When building AI systems, we often need to enhance language models with external information. Two popular approaches are RAG and CAG.
What is RAG?
Retrieval-Augmented Generation (RAG) is like giving an AI assistant access to a library. When you ask a question, the system:
- Searches through documents to find relevant information
- Passes that information to the AI
- The AI generates an answer based on what it found
# Simple RAG flow
query = "What is quantum computing?"
relevant_docs = search_database(query)
response = generate_answer(query, relevant_docs)What is CAG?
Corrective-Augmented Generation (CAG) is smarter—it checks if the retrieved information is actually good enough.
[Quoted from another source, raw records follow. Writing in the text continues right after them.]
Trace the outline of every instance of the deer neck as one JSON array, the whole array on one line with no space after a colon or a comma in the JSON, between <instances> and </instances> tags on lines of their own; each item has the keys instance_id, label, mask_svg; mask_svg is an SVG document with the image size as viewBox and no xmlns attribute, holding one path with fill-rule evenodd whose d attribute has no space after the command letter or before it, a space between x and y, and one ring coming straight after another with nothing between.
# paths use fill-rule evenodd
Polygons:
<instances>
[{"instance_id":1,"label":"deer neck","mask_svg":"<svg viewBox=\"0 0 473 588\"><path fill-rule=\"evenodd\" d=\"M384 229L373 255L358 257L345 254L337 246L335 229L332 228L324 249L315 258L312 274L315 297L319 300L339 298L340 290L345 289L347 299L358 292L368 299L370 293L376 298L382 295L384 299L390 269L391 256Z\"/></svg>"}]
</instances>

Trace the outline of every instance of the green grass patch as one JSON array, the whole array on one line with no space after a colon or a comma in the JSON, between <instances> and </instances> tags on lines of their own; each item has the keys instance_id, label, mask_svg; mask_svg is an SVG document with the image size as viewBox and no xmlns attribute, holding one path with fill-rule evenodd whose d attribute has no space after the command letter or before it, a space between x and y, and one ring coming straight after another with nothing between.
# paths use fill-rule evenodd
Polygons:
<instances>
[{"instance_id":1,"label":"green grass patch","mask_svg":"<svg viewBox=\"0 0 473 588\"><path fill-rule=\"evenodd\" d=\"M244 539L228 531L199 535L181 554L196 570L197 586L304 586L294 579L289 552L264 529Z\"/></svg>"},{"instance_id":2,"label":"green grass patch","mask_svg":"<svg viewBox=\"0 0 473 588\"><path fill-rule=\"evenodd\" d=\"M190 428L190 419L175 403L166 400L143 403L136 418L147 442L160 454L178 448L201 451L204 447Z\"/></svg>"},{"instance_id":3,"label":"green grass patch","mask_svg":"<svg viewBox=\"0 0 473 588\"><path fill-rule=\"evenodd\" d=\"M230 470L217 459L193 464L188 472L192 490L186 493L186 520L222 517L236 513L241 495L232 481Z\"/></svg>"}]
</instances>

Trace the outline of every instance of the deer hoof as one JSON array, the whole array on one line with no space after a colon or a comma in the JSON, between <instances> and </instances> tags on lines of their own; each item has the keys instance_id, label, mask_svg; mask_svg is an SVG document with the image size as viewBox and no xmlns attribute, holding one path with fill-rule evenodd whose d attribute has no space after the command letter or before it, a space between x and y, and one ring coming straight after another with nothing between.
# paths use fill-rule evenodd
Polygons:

The system:
- Retrieves documents like RAG
- Evaluates if the documents are relevant and accurate
- If not good enough, it searches again or uses alternative sources
- Generates an answer only when confident
# Simple CAG flow
query = "What is quantum computing?"
docs = search_database(query)
if not is_relevant(docs):
docs = web_search(query) # Try another source
response = generate_answer(query, docs)Key Differences
| Aspect | RAG | CAG |
|---|---|---|
| Approach | Retrieve and generate | Retrieve, verify, then generate |
| Quality Check | No validation | Validates retrieved content |
| Fallback | Uses whatever it finds | Can trigger alternative searches |
| Complexity | Simpler | More sophisticated |
| Best For | Clean, reliable datasets | Noisy or uncertain data sources |
When to Use Each?
Use RAG when:
- Your knowledge base is well-curated and trustworthy
- Speed is more important than perfect accuracy
- You have a controlled document set
Use CAG when:
- Working with web searches or uncertain sources
- Accuracy is critical
- Your data might contain irrelevant or outdated information
Both approaches make AI systems more reliable by grounding them in real information rather than just relying on what they learned during training!